Helen, Rebecca, and Elizabeth watched the whole thing and so did Jim, Mary, and Honey. It was a little odd to me that while Bill was lying there bleeding, moaning, wiggling, and crying - neither Helen, Rebecca, nor Elizabeth rushed to his fallen side. That didn't mean everybody else in camp wasn't on their way over as fast as they could get here.
Thankfully no one came right up to us except Jack Jenkins. He had plenty of questions and I had the whole damned story for him, starting from the time Bill came back with the bloody nose. Jack even asked Helen and the others for their version. Helen looked me right in the eyes before she started and then just told Jack that it was pretty much exactly like I'd said.
"Bill has always had a terrible temper, and it's been worse since he can't really boss everyone around like they were still slaves," she said.
That was all Jack needed to hear, but he did have a question for Helen.

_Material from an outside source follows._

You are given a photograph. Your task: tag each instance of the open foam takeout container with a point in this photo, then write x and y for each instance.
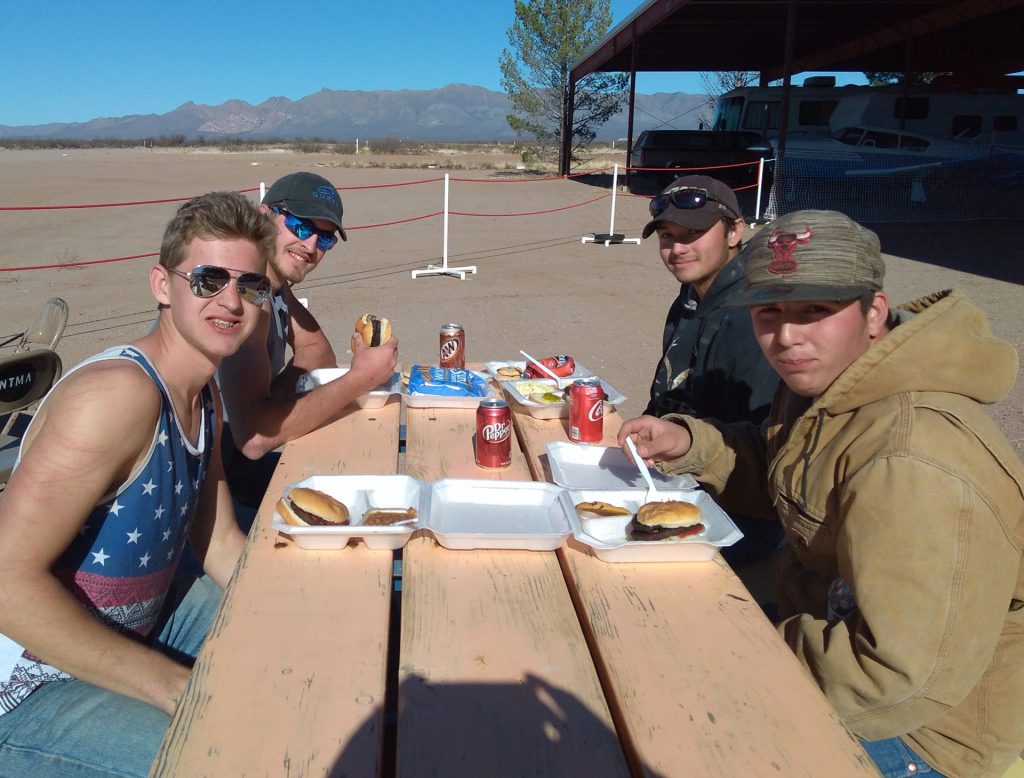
(460, 513)
(606, 534)
(375, 398)
(597, 467)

"I'm sorry for your loss ma'am, but the train has to leave day after tomorrow. Do you still intend to go with us?" he asked.
"We do if Frank and the others will stay with us. Please don't quit on us Frank," she said, and she didn't seem to think the fact I'd just killed her husband made much difference.

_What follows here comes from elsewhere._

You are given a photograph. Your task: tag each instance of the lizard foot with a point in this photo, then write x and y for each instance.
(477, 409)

In fact I hadn't killed him. Oh, he was going to die all right, he just wasn't dead yet. He started moaning louder about then, crying about the pain and asking for someone to get a doctor for him. Jack just gave me a look and walked off. I knew he was telling me it was my problem. He shooed the others off too as he went.
"Do you have any laudanum Helen?"
"Yes, we have quite a bit, but it can be bad for you later on," she said.
"There ain't gonna be any later on for Bill, and if we don't get some laudanum in him pretty quick it won't even do him any good," I said.
"Oh. I see what you mean. I'll get two bottles," she said, and headed for the wagon.
Apparently the pain had Bill out of his head by now, or maybe he just didn't understand why his temper tantrum didn't work this time. When I kneeled down by his head he asked me to get a doctor.
"The doctor's on his way Bill. He sent some medicine for you to take until he can get here," I said, and damned if he didn't believe me.
Helen came back with two big bottles of laudanum in just a few minutes. When I asked she said it wasn't their whole supply, so I got started having Bill drink them down. I knew once he passed out from this dose his troubles in this life would be over for good. Apparently Helen realized the same thing.